Tuttavia, gli avvenimenti che crearono più preoccupazione tra i conservatori e che probabilmente innescarono l’esplosione stragista, a partire da Piazza Fontana, furono senza dubbio il Sessantotto e l’Autunno Caldo del 1969.
Il Movimento del Sessantotto proponeva un totale rifiuto e annientamento dell’ordine costituito a livello sociale, prima dentro le scuole e le università, poi nelle fabbriche. Gli scioperi dell’Autunno Caldo dimostravano da una parte la determinazione dei lavoratori nel rivendicare migliori condizioni di lavoro (si pensi all’orario e ai rapporti di lavoro, regolamentati poi con lo Statuto dei Lavoratori del 1970, o al fatto che i salari italiani erano fra i più bassi d’Europa nonostante l’Italia si presentasse come una delle maggiori potenze economiche dell’Occidente), mentre dall’altra la loro forza.
Una protesta di tali dimensioni spaventò il governo DC di Rumor, ma soprattutto allertò tutti i meccanismi di risposta ad un rischio di caduta nel bolscevismo.
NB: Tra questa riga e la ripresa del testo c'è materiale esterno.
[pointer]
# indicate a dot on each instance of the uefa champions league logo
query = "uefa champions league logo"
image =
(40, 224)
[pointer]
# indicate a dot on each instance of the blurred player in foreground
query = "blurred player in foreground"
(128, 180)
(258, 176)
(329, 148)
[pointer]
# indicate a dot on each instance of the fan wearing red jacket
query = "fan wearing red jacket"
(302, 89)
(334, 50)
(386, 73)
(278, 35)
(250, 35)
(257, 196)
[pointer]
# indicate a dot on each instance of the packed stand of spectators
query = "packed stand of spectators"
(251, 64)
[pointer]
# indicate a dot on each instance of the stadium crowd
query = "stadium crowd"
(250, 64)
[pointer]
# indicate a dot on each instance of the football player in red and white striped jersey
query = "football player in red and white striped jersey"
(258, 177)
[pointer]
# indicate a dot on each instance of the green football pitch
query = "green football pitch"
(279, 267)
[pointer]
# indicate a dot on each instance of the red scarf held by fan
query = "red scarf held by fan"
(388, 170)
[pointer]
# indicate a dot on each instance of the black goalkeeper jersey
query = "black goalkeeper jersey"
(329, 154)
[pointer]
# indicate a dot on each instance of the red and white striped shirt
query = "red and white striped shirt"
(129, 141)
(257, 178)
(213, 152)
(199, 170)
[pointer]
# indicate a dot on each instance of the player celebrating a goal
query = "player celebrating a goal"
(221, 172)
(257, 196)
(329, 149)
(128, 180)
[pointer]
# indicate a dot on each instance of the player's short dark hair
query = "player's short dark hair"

In questa situazione molti storici e politici hanno individuato l’innesco dello stragismo nero; ad esempio Aldo Moro scrive nel cosiddetto Memoriale, redatto durante la sua prigionia presso le Brigate Rosse:
«La cosiddetta Strategia della Tensione ebbe la finalità, anche se fortunatamente non conseguì il suo obiettivo, di rimettere l'Italia nei binari della "normalità" dopo le vicende del '68 ed il cosiddetto Autunno Caldo. Si può presumere che Paesi associati a vario titolo alla nostra politica e quindi interessati a un certo indirizzo vi fossero in qualche modo impegnati attraverso i loro servizi d'informazioni. Su significative presenze della Grecia e della Spagna fascista non può esservi dubbio e lo stesso servizio italiano per avvenimenti venuti poi largamente in luce e per altri precedenti [...] può essere considerato uno di quegli apparati italiani sui quali grava maggiormente il sospetto di complicità, del resto accennato in una sentenza incidentale del Processo di Catanzaro ed in via di accertamento, finalmente serio, a Catanzaro stessa ed a Milano. Fautori ne erano in generale coloro che nella nostra storia si trovano periodicamente, e cioè ad ogni buona occasione che si presenti, dalla parte di [chi] respinge le novità scomode e vorrebbe tornare all'antico.
Tra essi erano anche elettori e simpatizzanti della D.C.[...] non soli, ma certo con altri, lamentavano l'insostenibilità economica dell'autunno caldo, la necessità di arretrare nella via delle riforme e magari di dare un giro di vite anche sul terreno politico.»